As I was leaving Phnom Penh the day after next, I decided to pay the tuk-tuk driver for the trip to S-21, the Killing Fields and today’s trip. I was already advised by the guesthouse owner that I should pay no more than $35. The tuk-tuk driver took me to one side and said that for me he would give me a special price. He said that because he hadn’t laid a finger on me I was to pay him what worked out to be £200. I thought he was joking, and he said that if I didn’t pay him I was to remember that he had access to my drinks in the guesthouse (true, as he got them from the kitchen fridge every morning) and that he also had access to my room. He said that if I didn’t pay he wouldn’t hesitate and told me that my embassy wouldn’t care if I was raped and the police wouldn’t care unless I paid them to look into the matter. I still thought he was joking, and he told me to go up to my room as he has made a point. When I unlocked my door my bed was covered with around ten massive spiders (Cambodia doesn’t do normal sized spiders). I was staying in a twin room, and when I have breakfast the owner’s wife makes the bed and has a sweep. I also double check every morning that I have locked the door. Yet, the driver knew exactly which of the two beds I was sleeping on and placed the spiders on the right one. I hate spiders, and these were massive, I went and got the hotel owner who thought I was joking, saw them, then went to get a bucket. Whilst he was sticking them in the bucket he was telling me which ones gave nasty bites, which ones were poisonous and which ones look more harmful than that they actually are. I did however quickly get the driver’s point and decided to pay him. I never saw him again.
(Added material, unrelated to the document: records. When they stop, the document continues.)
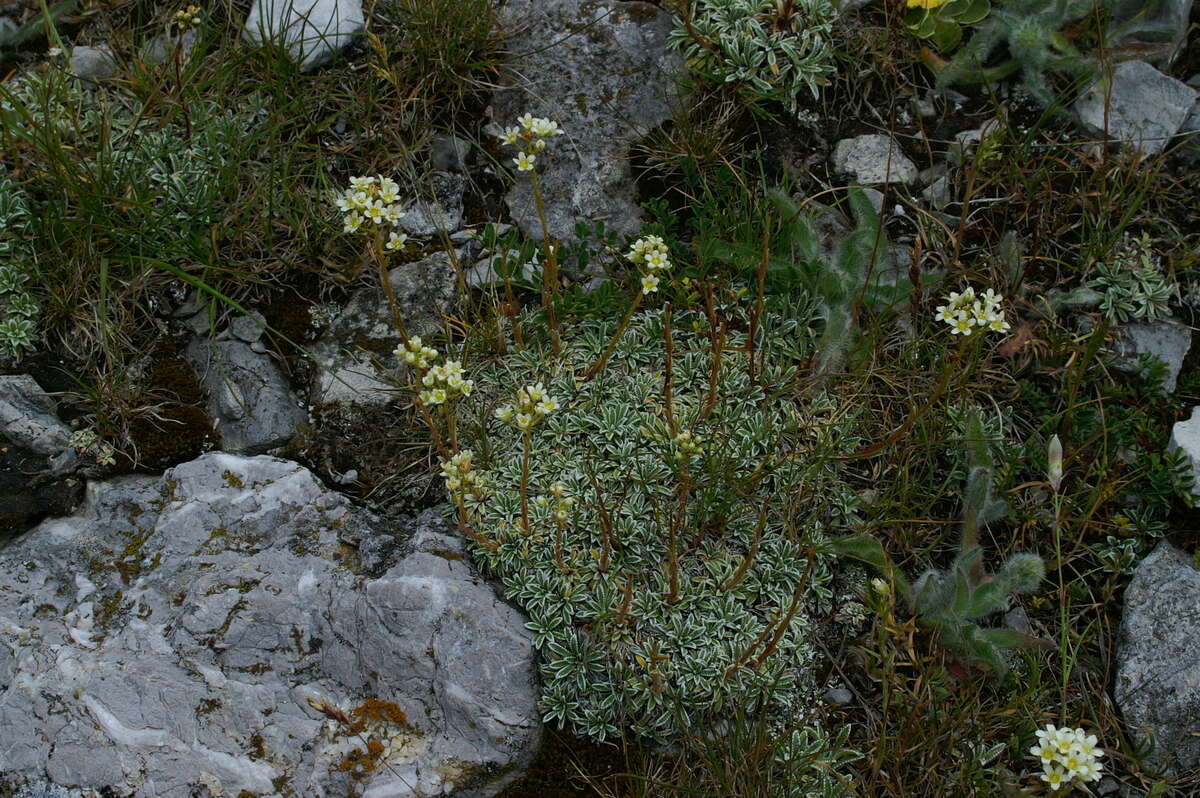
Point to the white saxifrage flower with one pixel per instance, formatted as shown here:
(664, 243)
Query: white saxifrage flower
(375, 201)
(1068, 756)
(965, 312)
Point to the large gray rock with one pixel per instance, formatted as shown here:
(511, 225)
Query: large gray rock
(1186, 441)
(249, 395)
(172, 637)
(27, 417)
(1191, 127)
(1162, 25)
(606, 82)
(94, 64)
(873, 160)
(1158, 659)
(311, 30)
(1167, 341)
(355, 353)
(1141, 107)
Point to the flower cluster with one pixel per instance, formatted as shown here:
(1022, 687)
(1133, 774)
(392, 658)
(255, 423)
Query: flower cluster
(88, 442)
(529, 135)
(688, 444)
(415, 353)
(558, 502)
(966, 312)
(459, 475)
(1068, 756)
(444, 382)
(532, 407)
(372, 199)
(649, 253)
(186, 18)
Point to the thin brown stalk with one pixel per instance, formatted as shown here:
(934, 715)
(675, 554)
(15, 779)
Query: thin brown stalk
(756, 312)
(525, 483)
(717, 340)
(616, 339)
(550, 273)
(744, 568)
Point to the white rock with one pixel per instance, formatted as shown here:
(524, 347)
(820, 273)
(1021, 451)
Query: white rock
(27, 417)
(1141, 107)
(94, 64)
(607, 81)
(312, 30)
(223, 599)
(1167, 341)
(873, 160)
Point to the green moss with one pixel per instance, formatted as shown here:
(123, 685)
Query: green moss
(207, 707)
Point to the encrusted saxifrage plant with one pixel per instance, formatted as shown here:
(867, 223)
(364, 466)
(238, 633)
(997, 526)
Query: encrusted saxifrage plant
(663, 522)
(18, 309)
(1032, 33)
(775, 49)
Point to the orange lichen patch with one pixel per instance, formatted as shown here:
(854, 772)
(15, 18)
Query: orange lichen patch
(377, 711)
(359, 762)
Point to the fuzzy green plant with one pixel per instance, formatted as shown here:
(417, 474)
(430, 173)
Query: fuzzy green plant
(772, 49)
(1133, 285)
(1032, 33)
(124, 196)
(18, 309)
(953, 601)
(941, 23)
(839, 276)
(663, 521)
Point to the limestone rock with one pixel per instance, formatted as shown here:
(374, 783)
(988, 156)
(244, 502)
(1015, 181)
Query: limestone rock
(449, 153)
(172, 639)
(1158, 659)
(250, 399)
(357, 349)
(163, 46)
(1186, 439)
(1165, 341)
(1144, 107)
(94, 64)
(607, 83)
(1140, 23)
(27, 417)
(873, 160)
(311, 30)
(438, 211)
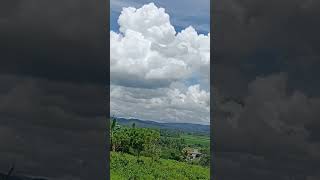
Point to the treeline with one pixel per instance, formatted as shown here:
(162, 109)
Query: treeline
(154, 143)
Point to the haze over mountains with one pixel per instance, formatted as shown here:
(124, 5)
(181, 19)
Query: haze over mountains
(185, 127)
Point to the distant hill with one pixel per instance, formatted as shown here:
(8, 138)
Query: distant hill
(185, 127)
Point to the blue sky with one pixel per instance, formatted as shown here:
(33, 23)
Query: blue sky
(182, 12)
(161, 76)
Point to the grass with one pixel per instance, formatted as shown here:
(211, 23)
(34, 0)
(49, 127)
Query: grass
(125, 167)
(196, 139)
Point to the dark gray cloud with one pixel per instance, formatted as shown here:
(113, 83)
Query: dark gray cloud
(266, 55)
(53, 83)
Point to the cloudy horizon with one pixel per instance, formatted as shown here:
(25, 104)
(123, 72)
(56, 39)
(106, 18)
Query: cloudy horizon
(158, 72)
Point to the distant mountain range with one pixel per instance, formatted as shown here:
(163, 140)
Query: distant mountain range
(185, 127)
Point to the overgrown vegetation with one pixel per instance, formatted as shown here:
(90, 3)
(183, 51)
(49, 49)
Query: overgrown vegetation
(145, 153)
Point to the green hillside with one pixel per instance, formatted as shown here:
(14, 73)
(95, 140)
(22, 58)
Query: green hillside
(124, 166)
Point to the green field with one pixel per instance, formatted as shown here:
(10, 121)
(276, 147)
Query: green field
(124, 166)
(196, 139)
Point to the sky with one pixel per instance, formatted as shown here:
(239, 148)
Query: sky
(266, 57)
(52, 89)
(160, 61)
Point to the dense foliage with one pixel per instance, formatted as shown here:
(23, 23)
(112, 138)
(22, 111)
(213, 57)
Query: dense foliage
(145, 153)
(125, 166)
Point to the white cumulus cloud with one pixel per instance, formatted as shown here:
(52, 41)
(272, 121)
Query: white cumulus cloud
(155, 71)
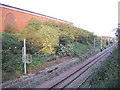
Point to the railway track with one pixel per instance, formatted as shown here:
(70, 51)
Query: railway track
(75, 77)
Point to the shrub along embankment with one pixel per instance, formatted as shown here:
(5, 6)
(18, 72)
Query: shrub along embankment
(107, 76)
(45, 41)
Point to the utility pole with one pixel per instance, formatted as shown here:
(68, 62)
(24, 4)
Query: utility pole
(101, 44)
(24, 56)
(94, 42)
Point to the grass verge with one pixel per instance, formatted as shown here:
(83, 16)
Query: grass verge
(107, 76)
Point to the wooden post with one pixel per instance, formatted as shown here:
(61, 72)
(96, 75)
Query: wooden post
(101, 44)
(94, 42)
(24, 56)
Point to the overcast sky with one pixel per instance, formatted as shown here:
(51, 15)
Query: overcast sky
(98, 16)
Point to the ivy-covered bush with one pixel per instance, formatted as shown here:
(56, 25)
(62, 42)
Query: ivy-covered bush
(66, 47)
(11, 52)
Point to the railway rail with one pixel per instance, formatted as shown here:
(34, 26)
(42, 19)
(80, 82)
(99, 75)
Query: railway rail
(78, 75)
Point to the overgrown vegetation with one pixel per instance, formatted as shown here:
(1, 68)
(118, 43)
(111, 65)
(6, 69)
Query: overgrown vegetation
(107, 75)
(46, 41)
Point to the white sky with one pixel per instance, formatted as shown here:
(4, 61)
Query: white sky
(98, 16)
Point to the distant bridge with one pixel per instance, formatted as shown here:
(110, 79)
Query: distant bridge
(19, 18)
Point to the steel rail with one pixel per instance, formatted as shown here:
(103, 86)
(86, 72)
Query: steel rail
(95, 60)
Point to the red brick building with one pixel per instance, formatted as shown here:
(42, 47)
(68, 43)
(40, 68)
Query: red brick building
(19, 18)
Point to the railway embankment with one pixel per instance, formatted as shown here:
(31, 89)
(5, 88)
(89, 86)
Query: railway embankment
(41, 76)
(107, 75)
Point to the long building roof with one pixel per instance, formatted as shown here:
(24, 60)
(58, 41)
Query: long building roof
(27, 11)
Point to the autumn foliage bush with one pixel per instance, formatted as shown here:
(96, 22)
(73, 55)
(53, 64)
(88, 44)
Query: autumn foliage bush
(45, 36)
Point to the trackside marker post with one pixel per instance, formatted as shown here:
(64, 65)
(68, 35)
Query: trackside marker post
(94, 42)
(24, 56)
(101, 44)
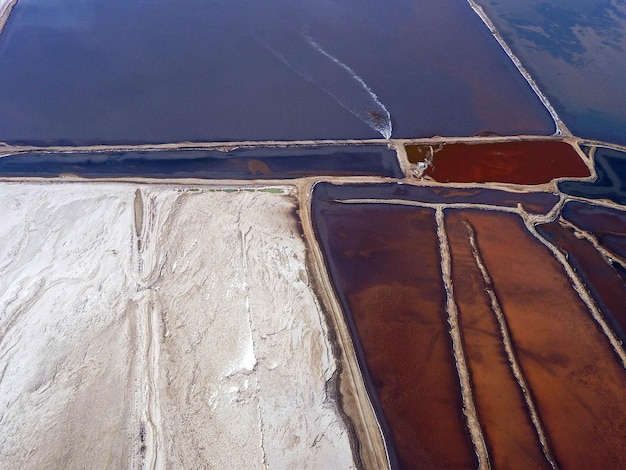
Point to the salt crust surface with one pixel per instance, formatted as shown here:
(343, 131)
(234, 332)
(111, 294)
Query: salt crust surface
(191, 341)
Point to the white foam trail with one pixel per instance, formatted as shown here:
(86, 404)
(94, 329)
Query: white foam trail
(337, 79)
(378, 116)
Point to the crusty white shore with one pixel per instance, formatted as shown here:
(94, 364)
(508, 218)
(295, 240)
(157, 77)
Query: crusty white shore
(148, 326)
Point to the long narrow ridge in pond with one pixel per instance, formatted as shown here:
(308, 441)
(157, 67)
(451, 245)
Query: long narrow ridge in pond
(500, 388)
(577, 381)
(561, 128)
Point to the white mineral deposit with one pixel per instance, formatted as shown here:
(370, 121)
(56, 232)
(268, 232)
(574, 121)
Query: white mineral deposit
(161, 326)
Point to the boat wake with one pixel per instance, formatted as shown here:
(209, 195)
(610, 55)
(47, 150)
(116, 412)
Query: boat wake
(305, 56)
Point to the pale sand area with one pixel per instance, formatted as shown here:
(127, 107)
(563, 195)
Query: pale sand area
(198, 344)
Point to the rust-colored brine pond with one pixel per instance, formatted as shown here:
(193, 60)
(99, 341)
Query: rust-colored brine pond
(528, 162)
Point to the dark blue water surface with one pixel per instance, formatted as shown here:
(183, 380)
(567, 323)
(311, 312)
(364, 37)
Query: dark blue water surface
(137, 71)
(576, 51)
(247, 164)
(610, 166)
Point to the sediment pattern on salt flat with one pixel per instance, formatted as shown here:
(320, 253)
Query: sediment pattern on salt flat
(194, 341)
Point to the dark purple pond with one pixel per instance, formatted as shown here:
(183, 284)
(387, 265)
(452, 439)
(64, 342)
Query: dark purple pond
(157, 71)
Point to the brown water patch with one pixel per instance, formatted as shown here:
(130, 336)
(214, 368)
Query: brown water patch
(573, 373)
(505, 162)
(384, 262)
(505, 418)
(533, 202)
(607, 224)
(603, 281)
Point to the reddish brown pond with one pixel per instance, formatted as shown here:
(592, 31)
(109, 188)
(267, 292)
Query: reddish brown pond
(509, 433)
(528, 162)
(603, 281)
(573, 373)
(384, 262)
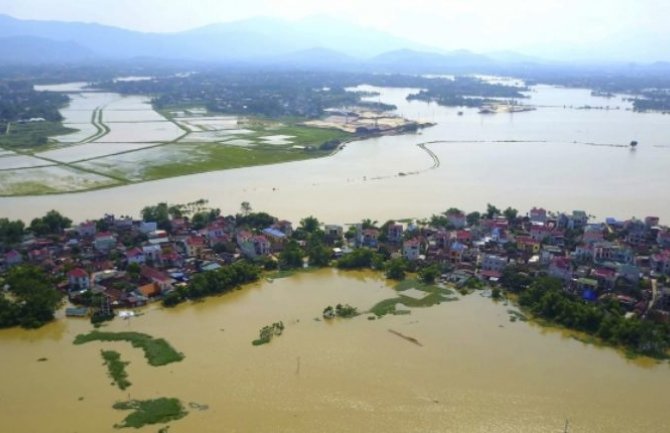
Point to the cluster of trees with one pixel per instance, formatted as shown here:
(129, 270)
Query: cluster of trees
(215, 282)
(19, 101)
(31, 300)
(316, 249)
(300, 93)
(12, 231)
(545, 298)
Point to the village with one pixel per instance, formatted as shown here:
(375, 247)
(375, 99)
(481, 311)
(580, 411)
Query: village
(121, 262)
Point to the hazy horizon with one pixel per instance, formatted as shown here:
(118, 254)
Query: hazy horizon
(623, 30)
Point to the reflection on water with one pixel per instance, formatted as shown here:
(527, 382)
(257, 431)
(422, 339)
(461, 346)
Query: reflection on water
(558, 157)
(475, 372)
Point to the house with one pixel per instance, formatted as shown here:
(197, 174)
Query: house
(147, 227)
(528, 244)
(152, 253)
(561, 268)
(663, 238)
(12, 258)
(605, 276)
(162, 280)
(86, 229)
(170, 257)
(608, 251)
(538, 215)
(253, 246)
(456, 218)
(39, 255)
(578, 220)
(194, 246)
(78, 279)
(411, 249)
(150, 290)
(368, 237)
(492, 266)
(284, 226)
(593, 233)
(661, 262)
(456, 252)
(395, 232)
(135, 255)
(104, 241)
(651, 221)
(334, 232)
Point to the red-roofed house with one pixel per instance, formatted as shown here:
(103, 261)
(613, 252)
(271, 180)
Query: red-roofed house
(86, 229)
(78, 279)
(538, 215)
(194, 246)
(561, 268)
(661, 262)
(13, 258)
(104, 241)
(411, 249)
(135, 255)
(456, 218)
(395, 232)
(162, 279)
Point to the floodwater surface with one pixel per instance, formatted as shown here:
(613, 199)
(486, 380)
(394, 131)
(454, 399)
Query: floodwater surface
(474, 370)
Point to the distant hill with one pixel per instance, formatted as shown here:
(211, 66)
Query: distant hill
(36, 50)
(411, 61)
(257, 38)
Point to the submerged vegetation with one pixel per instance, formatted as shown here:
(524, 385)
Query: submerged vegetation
(116, 368)
(267, 333)
(147, 412)
(157, 351)
(345, 311)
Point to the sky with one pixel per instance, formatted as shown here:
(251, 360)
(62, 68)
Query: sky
(615, 27)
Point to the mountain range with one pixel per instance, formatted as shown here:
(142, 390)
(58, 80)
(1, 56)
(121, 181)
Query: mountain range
(315, 42)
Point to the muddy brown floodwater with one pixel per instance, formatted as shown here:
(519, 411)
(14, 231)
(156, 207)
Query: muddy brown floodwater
(475, 371)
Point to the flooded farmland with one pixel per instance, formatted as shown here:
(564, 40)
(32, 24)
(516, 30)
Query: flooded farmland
(571, 153)
(475, 371)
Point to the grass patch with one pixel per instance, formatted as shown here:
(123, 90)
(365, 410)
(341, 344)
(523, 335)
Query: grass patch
(32, 135)
(266, 333)
(435, 296)
(157, 351)
(116, 369)
(157, 411)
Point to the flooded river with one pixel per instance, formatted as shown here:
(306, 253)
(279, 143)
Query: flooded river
(561, 156)
(475, 372)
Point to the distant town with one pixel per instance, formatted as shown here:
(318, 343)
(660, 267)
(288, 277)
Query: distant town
(119, 262)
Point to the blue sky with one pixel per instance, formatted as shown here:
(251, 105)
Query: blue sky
(615, 27)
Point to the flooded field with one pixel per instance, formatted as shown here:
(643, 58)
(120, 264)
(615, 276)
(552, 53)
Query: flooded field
(561, 156)
(475, 371)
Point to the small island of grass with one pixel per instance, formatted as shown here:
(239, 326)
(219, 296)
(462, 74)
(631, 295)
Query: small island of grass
(146, 412)
(116, 369)
(268, 332)
(410, 296)
(157, 351)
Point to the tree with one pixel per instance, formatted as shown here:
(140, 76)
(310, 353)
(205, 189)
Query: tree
(245, 208)
(319, 254)
(491, 211)
(510, 214)
(395, 269)
(429, 274)
(473, 218)
(310, 224)
(11, 232)
(36, 298)
(51, 223)
(159, 214)
(292, 255)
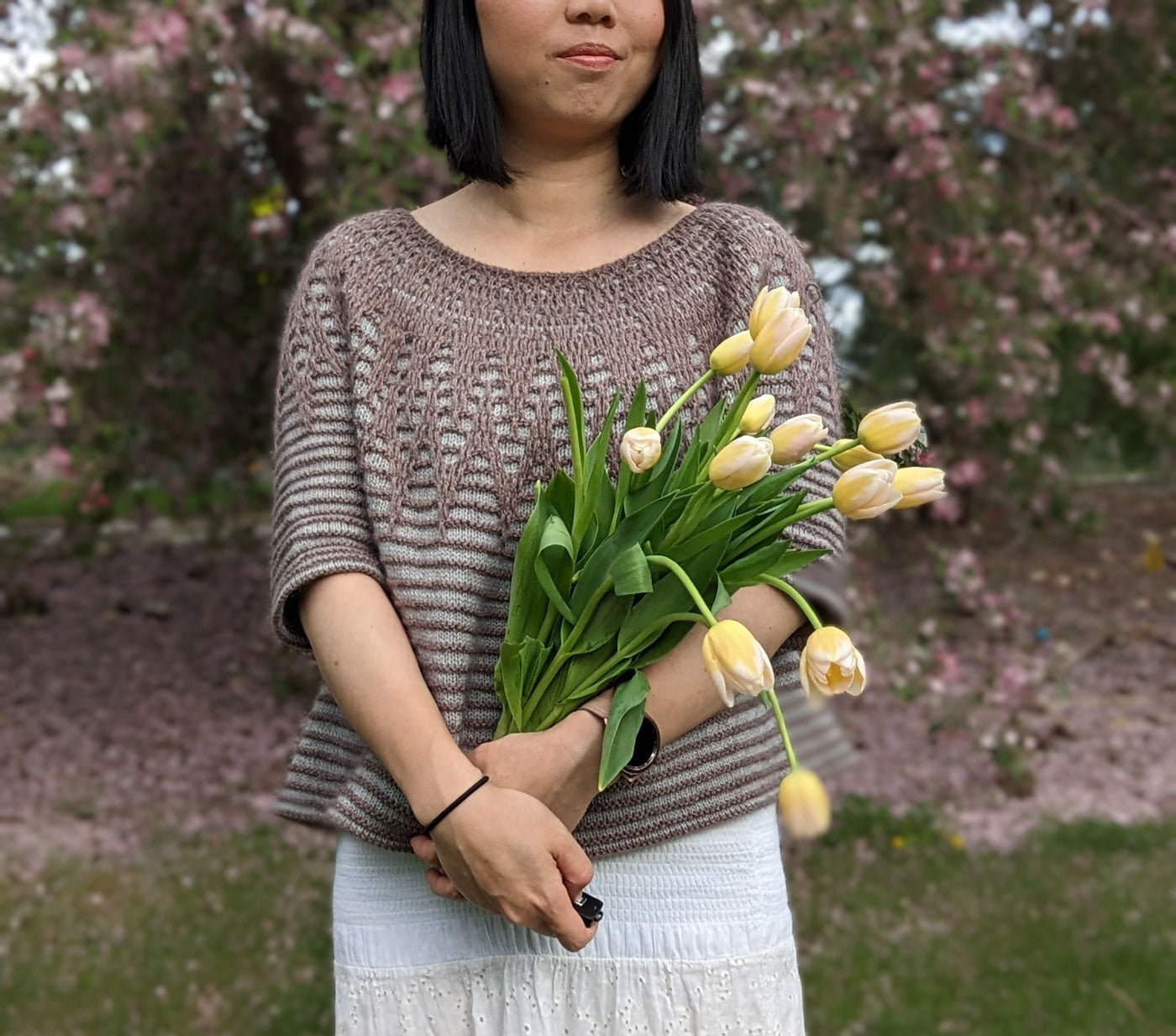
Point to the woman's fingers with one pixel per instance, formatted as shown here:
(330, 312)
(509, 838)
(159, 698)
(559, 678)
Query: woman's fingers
(426, 848)
(443, 885)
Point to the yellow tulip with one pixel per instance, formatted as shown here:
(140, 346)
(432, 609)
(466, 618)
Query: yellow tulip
(803, 803)
(919, 486)
(867, 489)
(795, 438)
(831, 664)
(767, 302)
(780, 340)
(891, 429)
(743, 461)
(641, 448)
(731, 355)
(756, 414)
(852, 458)
(737, 661)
Whilst at dinner with my new journalist friend I told him briefly what had happened and they told me about an American girl a few weeks back who was raped – she went to the police and was sent away because she was white and therefore must’ve been asking for it. He also told me white women were targeted upon more, because Cambodians don’t like black skin -white is seen as more exotic and Westerners are seen as incredibly wealthy. It is an easy way for them to make money and if a woman refused to pay then the men would take another form of payment.

Prime Minister Hun Sen

Prime Minister Hun Sen

Cambodia breaks my heart. Politically and socially, it’s completely messed up. The Human Rights Watch have done a number of reports into the political corruption and human rights abuses to Cambodian citizens. Amnesty International have also produced lots of statistics on crime against women in Cambodia. More needs to be done to improve the situation, instead the world are happy to ignore the problem.

Cambodia receives up to $7omillion in aid every year from the World Bank alone. There are over 3,000  NGOs and yet the country has been stuck in a rut since the Khmer Rouge regime in the 1970s. Something has to change.